Oman: Geografie

Oman liegt an der Südostküste der Arabischen Halbinsel und gehört geographisch zu Westasien.

Oman MuscatDas Land wird durch das Arabische Meer, den Golf von Oman sowie den persischen Golf begrenzt. Nachbar im Norden sind die Vereinigten Arabischen Emirate, im Westen Saudi-Arabien und im Südwesten Jemen.

Die gesamte Fläche Omans beträgt rund 309’500 km2. Topographisch besteht der überwiegende Teil des Landes (82%) aus Tälern und Wüste. Die Gebirge machen 15% aus und die Küstenebenen 3%.

Historisch gesehen waren insbesondere die Küstenregionen von grosser Bedeutung, da sie den Kontakt mit anderen Ländern über die See erlaubten. Die Wüstenregionen hingegen bildeten eine natürliche Barriere, welche den Kontakt mit dem Rest der Arabischen Halbinsel schwierig machte.

Oman kann in sechs verschiedene Regionen aufgeteilt werden.
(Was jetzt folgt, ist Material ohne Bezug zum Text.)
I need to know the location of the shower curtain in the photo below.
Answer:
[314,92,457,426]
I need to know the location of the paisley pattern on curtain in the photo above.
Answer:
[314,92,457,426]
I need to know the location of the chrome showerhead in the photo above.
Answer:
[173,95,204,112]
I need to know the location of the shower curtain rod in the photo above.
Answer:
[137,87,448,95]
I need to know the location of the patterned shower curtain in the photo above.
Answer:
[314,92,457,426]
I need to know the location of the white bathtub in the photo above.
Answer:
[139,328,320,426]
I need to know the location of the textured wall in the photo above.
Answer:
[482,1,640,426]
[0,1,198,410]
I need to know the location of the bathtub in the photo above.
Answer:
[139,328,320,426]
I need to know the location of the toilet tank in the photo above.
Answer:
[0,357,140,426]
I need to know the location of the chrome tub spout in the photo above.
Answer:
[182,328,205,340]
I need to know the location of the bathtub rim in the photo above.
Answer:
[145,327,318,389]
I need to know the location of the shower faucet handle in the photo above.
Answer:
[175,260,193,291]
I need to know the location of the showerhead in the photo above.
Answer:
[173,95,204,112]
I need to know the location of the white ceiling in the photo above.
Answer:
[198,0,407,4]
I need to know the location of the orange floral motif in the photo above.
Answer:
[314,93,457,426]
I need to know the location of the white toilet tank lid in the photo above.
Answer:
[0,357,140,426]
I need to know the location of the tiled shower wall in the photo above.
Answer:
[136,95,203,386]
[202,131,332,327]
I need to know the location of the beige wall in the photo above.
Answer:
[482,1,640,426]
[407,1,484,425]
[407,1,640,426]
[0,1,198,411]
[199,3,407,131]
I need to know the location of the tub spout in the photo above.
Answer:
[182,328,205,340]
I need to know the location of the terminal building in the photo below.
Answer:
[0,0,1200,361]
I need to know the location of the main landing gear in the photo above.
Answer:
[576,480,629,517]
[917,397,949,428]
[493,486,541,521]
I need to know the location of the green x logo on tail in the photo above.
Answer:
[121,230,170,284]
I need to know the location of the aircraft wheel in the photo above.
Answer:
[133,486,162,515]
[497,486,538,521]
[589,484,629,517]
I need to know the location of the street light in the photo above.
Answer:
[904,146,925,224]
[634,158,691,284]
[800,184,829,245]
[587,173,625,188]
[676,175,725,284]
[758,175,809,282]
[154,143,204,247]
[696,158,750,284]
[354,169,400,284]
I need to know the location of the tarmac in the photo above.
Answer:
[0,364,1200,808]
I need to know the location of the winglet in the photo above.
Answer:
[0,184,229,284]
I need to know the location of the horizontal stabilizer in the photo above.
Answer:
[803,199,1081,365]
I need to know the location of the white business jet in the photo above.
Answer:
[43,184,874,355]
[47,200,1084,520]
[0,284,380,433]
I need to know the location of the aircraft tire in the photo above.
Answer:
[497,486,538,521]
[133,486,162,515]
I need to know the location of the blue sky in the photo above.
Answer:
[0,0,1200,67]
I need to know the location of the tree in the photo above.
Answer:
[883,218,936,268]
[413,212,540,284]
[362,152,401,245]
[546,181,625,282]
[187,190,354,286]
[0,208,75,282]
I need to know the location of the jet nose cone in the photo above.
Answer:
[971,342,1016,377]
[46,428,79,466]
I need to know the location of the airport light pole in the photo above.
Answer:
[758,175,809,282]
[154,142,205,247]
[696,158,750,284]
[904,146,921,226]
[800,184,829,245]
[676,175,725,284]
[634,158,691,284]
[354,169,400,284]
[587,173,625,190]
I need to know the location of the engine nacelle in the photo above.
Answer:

Im Norden liegt die Halbinsel Musandam, die vom restlichen Staatsgebiet getrennt ist. Die Batinah Ebene im Nordosten führt in südöstlicher Richtung am Golf von Oman entlang. Dahinter liegen Gebirge wie die Hajar Berge und die Randzonen der Wüste.

Eine weitere Region bildet die Küste von Muscat bis zur Landspitze von Ras Al Hadd und entlang des Arabischen Meeres. Die grösste zu Oman gehörende Insel ist Jazirat Masirah. Schliesslich führt die unfruchtbare Küstenlinie südlich der Dhofar Region zur Grenze nach Jemen.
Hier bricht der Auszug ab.